Love and melancholy rush in whenever I use my Nana Claires bowl. The sturdy piece of yellowware is smooth yet pitted and cracked from age and regular use from three generations of Robb women. Mindful of its heft as I pull the bowl gently from its home on the stainless rack nestled among the other lighter, utilitarian stainless bowls I favor when working in a hurried manner – this is the bowl I use when I have time to cook easy.
I remember the bowl on the breakfast table in Nanas busy kitchen cradling sweet and savory doughs flavored of the Ukraine waiting to be formed into breads and pastries. I picture the bowl sitting on the counter in my mothers kitchen holding a warm, vanilla scented bowl of quivering tapioca pudding; me, eager to scoop out a portion still with a bit of fluffy egg white not completely folded in, squishing the gelatinous bubbles with my tongue into the roof of my mouth. I consider the salad I’m assembling out of what is handy in my refrigerator – vivid yellow and green summer squash and hot pink circles of watermelon radish all shaved thin, clusters of bitter lettuce, torn leaves of fresh mint, a small toss of toasted almond slices all dressed lightly with sea salt, olive oil, lemon juice and a splash of seasoned rice vinegar.
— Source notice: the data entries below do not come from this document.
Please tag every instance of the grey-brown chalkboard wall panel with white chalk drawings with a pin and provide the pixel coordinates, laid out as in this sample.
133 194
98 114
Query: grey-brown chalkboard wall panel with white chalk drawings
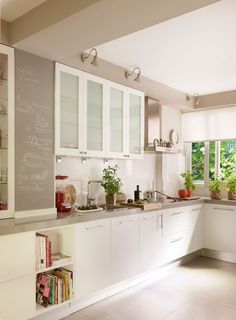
34 132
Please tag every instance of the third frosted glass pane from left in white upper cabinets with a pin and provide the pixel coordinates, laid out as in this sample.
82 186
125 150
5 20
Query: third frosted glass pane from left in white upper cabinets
116 120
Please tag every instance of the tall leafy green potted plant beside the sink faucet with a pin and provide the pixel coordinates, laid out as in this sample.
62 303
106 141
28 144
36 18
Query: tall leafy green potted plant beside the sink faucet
111 183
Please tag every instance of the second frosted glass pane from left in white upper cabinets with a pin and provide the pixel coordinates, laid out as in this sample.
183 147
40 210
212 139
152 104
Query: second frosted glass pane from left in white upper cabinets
95 116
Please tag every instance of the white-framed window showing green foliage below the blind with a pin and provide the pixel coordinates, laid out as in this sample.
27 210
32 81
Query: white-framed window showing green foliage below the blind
211 159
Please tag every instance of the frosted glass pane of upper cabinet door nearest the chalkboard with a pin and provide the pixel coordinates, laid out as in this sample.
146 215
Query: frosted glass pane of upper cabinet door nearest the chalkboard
69 111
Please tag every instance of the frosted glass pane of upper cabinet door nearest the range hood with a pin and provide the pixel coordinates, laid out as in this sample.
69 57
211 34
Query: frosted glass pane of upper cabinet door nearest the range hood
135 124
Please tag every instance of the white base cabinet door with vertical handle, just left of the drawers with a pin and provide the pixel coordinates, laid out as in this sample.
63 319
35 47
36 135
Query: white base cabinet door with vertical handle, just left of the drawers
150 255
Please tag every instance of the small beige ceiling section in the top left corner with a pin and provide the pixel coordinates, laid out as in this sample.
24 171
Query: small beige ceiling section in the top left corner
13 9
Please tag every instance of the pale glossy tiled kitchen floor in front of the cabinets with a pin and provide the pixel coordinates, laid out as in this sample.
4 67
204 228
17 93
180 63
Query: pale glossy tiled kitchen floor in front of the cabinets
204 289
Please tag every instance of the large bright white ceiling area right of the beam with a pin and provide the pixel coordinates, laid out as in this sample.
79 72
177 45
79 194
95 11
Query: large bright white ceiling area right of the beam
194 53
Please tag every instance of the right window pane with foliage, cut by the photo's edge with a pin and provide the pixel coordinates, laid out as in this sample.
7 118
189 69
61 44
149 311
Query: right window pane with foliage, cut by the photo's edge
227 158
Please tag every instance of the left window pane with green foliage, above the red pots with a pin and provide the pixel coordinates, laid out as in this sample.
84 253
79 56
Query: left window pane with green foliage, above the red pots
198 153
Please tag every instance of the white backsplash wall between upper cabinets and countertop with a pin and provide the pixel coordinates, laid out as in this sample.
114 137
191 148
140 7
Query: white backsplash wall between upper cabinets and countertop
151 170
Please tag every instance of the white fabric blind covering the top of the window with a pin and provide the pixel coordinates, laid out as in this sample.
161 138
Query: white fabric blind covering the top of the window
211 124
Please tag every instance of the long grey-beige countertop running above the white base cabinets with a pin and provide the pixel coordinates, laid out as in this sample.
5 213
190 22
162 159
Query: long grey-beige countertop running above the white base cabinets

I’m fairly sure my Nana had never seen or tasted a watermelon radish in her rudely interrupted young life, and wonder if my lunch in the yellowware bowl would have pleased her. I take relish in knowing how delighted my mother would have been, another beautiful woman stolen too early, and how she likely would have made some clever fashionable reference as to how the colors in the salad reminded her of a Lily Pulitzer or a Marimekko fabric print. I allow myself to wonder if my own daughter will ever find joy in cooking – at fourteen, her lack of kitchen interest aside from blending up the occasional smoothie fills me at times with more than a tiny bit of sadness. My mind then goes to that place – the place that makes me ponder whether the same cruel and ugly fate dealt to my Nana and my mother will also one day be mine, and whether my daughter will ever cherish the steady history of the yellowware bowl. Then finally, and not without some exasperation and a smile at my own propensity to mental rumination, I realize perhaps this all might just be much too much to contemplate while making myself just a little bit of lunch in Nana Claires yellowware bowl.